God only knows: with the pile-up of books on the nightstand and the signed first editions that stream in monthly via the Odyssey Book Store (South Hadley, MA), it’s hard to keep track. Just pulled signed copies of Louise Erdrich's Shadow Tag and Jonathan Lethem's Chronic City out of the mail this morning. Reading Updike’s Rabbit Run for March book club. Also reading American Salvage, Lark and Termite. On hold with Lacuna (Kingsolver), Let the Great World Spin (Colum McCann) and . . . and . . . and on it goes.

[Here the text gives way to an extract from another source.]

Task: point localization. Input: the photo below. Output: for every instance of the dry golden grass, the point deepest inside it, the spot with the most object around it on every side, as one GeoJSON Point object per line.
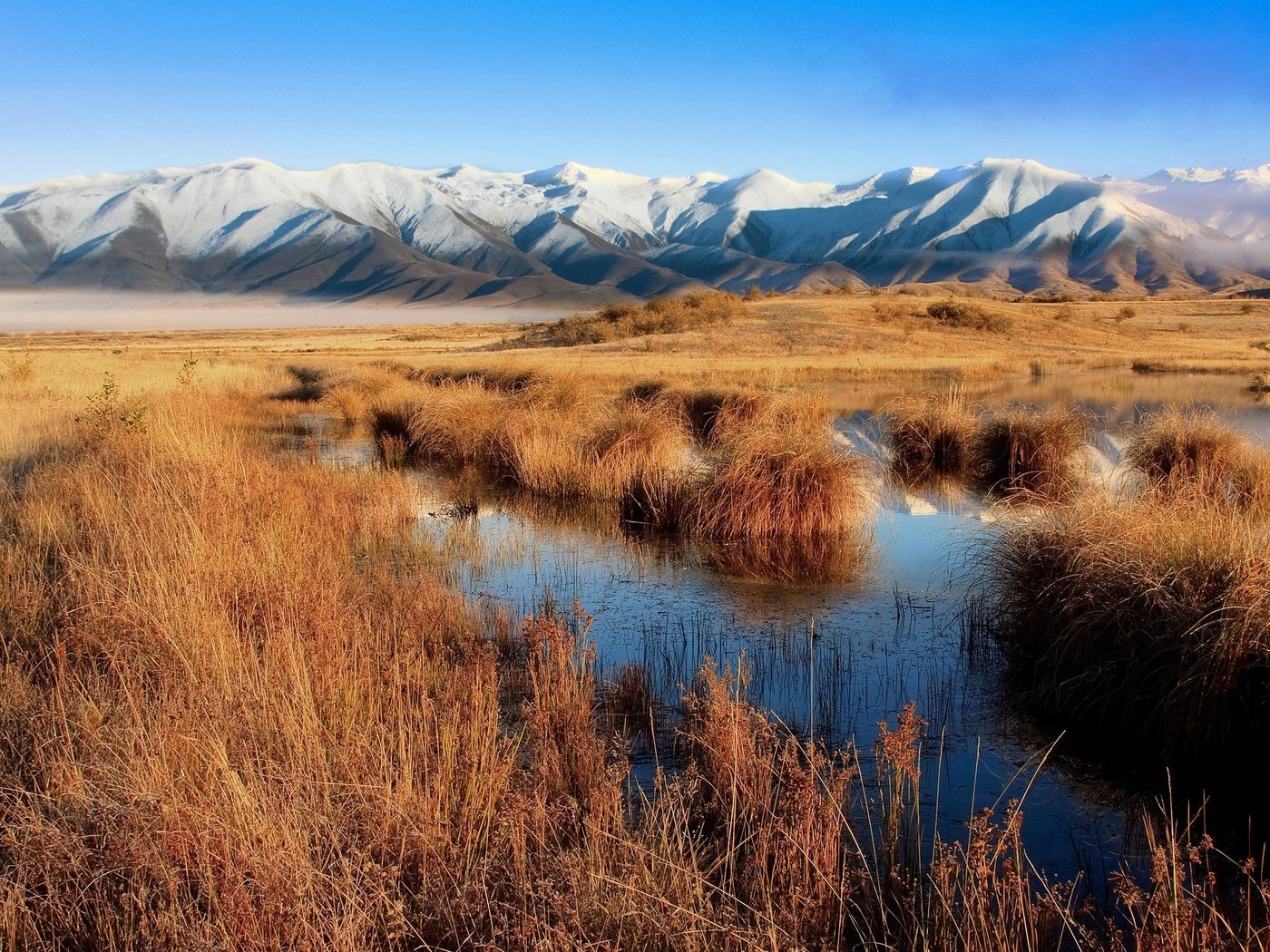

I admit to a sickness of sorts. A gentle malady, harmless enough, collecting the last of the Mohicans: hardback first editions. Those lovely pounds of paper. That smell of ink. The tactile pleasure, turning pages. The solitary joy of reading, words melting into pictures only the imagination can see, an untold delight.

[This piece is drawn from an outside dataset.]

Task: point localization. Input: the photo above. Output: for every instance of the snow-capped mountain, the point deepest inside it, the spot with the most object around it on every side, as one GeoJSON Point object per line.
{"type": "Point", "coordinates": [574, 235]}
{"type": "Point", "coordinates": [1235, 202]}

And now! Out with the old, in with the Nook, and the issue of what2read ebookwise. What now in my virtual bookcase, my travel companion and gateway to new spending at Barnes & Noble? Out of ether, choosing guilty pleasures: perhaps it will be Anne Tyler’s dreary and repetitive Noah’s Compass or Stephen King’s juicy potboiler Under the Dome -- too heavy a read in its published first state, but light enough now as a download.
A week without reading? Just opened the floodgates. And so, fellow Wayfarers, what, pray tell, are you reading?
Ah! If I but had time, we'd do dueling ebooks, mano-a-mano: Nook V. Kindle. Perhaps there may yet be an opportunity.... In the meantime. Read Under The Dome. I read it in the two-pound version. It was trash. Can't put it down, don't bother me I'm reading now, 1000 pages of non-stop what happens next. I love Stephen King. He's just so goodly bad.